Je croyais bien connaître
Madame de Pompadour, un de mes personnages historiques préférées. Une femme jolie, fine, intelligente, cultivée et mécène. Une femme amoureuse qui avait su comprendre et aider Louis XV. Jusque à la lecture de la biographie de R. Muchembled. C'est un tout autre visage de Mme de Pompadour qui est décrit dans cet ouvrage.
Pour lui, elle est une « affairiste « , une femme qui aime l'argent, les bijoux, qui collectionne les châteaux comme Ménart, Bellevue ou l'hôtel d'Evreux, actuel palais de l'Elysée. » Excellente femme d'affaires, qui achète et revend sans cesse des propriétés et entretient un nombre impossible à établir de maisons de rapport à Paris, ou ailleurs, la favorite a d'autres ressources cachées « .C'est vrai, elle est issue de la grande bourgeoisie d'affaires.

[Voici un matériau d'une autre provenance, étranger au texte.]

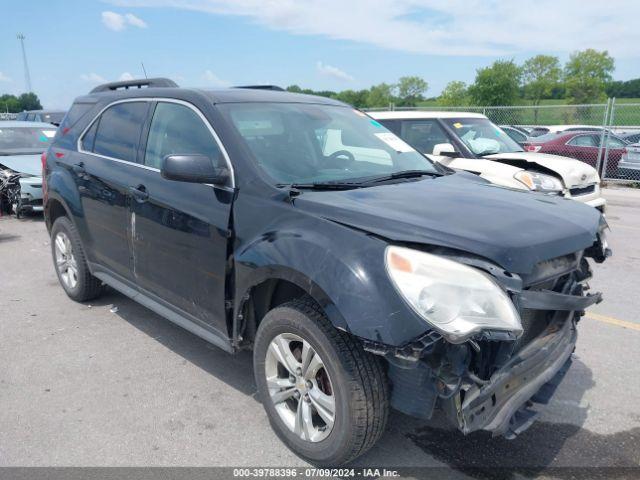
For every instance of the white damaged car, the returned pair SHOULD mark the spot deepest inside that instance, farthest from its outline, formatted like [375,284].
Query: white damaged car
[471,142]
[21,145]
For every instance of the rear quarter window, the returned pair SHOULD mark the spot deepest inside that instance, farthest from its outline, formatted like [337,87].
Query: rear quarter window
[118,133]
[73,116]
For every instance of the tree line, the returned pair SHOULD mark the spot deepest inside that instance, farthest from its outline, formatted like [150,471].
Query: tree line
[26,101]
[584,78]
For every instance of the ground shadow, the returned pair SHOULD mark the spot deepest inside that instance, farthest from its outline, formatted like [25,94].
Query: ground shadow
[234,370]
[563,450]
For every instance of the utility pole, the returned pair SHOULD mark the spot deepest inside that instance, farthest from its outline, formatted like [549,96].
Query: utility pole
[27,77]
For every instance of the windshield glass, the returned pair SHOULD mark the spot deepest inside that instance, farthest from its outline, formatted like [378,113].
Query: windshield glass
[308,143]
[25,139]
[481,136]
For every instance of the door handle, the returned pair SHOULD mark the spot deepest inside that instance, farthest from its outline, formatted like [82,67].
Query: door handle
[139,193]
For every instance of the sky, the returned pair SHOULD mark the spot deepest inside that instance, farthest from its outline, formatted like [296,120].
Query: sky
[73,45]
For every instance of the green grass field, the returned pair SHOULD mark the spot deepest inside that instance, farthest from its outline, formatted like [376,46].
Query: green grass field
[554,112]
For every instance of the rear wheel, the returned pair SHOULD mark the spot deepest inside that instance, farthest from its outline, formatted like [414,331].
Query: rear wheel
[325,397]
[71,264]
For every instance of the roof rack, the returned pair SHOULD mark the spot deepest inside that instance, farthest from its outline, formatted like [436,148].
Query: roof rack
[127,84]
[262,87]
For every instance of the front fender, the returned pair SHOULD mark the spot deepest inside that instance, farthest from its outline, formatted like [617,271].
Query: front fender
[341,268]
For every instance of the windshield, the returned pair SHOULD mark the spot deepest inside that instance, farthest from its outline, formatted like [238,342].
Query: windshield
[481,136]
[24,139]
[307,143]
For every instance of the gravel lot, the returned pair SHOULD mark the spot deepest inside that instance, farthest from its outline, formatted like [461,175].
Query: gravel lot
[112,384]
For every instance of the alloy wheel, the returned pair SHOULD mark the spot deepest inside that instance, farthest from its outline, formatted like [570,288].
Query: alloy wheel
[300,387]
[65,261]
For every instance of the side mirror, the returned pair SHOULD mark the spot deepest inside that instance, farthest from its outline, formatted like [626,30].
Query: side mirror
[194,169]
[445,150]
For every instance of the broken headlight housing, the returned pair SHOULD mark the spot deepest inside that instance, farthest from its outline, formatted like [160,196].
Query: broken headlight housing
[455,299]
[539,182]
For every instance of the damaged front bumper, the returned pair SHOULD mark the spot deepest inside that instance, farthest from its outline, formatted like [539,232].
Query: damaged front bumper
[495,381]
[504,404]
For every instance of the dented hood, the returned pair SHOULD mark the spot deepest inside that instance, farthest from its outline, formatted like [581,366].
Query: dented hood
[573,172]
[513,228]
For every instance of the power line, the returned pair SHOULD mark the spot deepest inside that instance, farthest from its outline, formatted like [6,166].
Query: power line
[27,77]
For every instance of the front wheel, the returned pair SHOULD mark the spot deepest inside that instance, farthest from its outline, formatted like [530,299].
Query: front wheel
[326,398]
[71,264]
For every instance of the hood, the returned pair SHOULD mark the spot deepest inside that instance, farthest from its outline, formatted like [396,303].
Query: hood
[29,164]
[513,228]
[573,172]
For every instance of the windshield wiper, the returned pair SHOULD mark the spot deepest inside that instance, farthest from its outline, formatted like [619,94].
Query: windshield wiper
[320,185]
[402,174]
[338,185]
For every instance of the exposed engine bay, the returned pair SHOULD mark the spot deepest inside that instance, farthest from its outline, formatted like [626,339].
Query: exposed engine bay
[495,381]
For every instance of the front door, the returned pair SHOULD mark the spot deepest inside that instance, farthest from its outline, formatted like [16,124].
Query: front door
[101,170]
[180,230]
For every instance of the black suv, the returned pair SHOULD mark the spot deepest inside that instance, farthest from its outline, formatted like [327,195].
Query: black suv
[362,275]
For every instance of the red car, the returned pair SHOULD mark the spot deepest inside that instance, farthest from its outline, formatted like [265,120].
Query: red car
[581,145]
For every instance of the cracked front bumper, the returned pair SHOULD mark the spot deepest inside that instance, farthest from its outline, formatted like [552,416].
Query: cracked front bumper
[503,405]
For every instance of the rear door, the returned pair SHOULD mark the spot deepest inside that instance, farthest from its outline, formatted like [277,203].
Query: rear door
[101,170]
[180,230]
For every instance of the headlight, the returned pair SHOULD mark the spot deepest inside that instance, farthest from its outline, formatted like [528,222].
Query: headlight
[539,181]
[453,298]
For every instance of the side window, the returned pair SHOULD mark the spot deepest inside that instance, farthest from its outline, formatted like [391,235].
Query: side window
[583,141]
[516,135]
[423,135]
[615,142]
[177,129]
[89,138]
[118,131]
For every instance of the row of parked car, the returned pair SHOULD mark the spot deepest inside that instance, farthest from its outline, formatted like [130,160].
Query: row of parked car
[425,264]
[584,143]
[467,141]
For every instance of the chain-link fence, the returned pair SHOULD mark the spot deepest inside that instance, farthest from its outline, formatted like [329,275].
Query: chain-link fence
[606,136]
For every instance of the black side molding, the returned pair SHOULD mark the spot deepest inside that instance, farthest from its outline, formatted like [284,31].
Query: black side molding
[127,84]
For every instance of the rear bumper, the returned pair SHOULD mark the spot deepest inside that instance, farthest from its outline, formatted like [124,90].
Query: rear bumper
[503,405]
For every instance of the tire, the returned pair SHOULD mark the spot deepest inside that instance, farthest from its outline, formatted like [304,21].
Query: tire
[73,274]
[357,383]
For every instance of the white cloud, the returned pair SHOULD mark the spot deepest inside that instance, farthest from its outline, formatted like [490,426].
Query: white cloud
[125,76]
[118,22]
[335,72]
[113,21]
[92,78]
[135,21]
[213,80]
[453,27]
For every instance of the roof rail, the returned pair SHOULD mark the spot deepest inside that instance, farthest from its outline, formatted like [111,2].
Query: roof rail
[127,84]
[262,87]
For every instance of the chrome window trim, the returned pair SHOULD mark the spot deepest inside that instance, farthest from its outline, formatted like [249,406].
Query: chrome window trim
[139,165]
[569,144]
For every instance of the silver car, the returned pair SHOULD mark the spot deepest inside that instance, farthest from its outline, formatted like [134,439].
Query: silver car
[21,145]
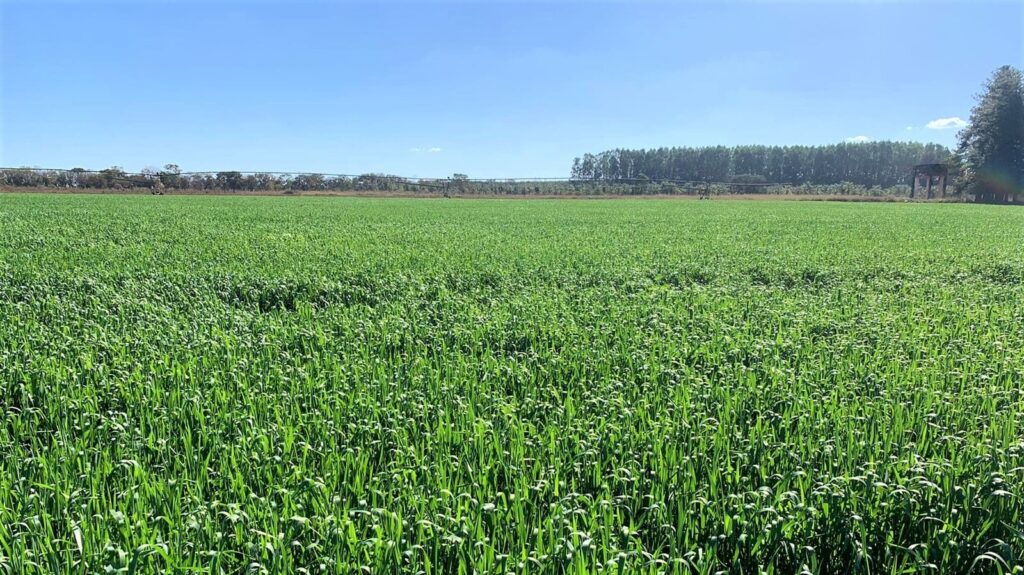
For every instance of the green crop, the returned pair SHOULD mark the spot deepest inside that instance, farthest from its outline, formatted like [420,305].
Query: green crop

Portée par son clan, elle s'efforce de le favoriser et se lance dans des opérations douteuses. R.Muchembled consacre de longues – trop longues- pages à décrire ce milieu financier. Elle a une influence politique considérable » Maîtresse absolue du jeu politique, elle se mêle désormais de tout, y compris de stratégie ou de tactique militaire et de diplomatie « . Elle voudrait occuper la place de Premier Ministre ou de chef de guerre .Mais, ses ambitions sont limitées par sa condition de femme « Quant à moi qui ait toujours désiré d'être homme « . Elle pousse alors ses favoris ou peut être amants comme Bertin à la tête de la police secrète et Choiseul , un presque Premier Ministre, homme d' Etat remarquable et qui petit à petit va l'évincer. « Je n'ai jamais été aussi affligée d'être femme. « Ses croyances religieuses, sa piété, son souci des pauvres sont hypocrisie et camouflent la femme d'affaires.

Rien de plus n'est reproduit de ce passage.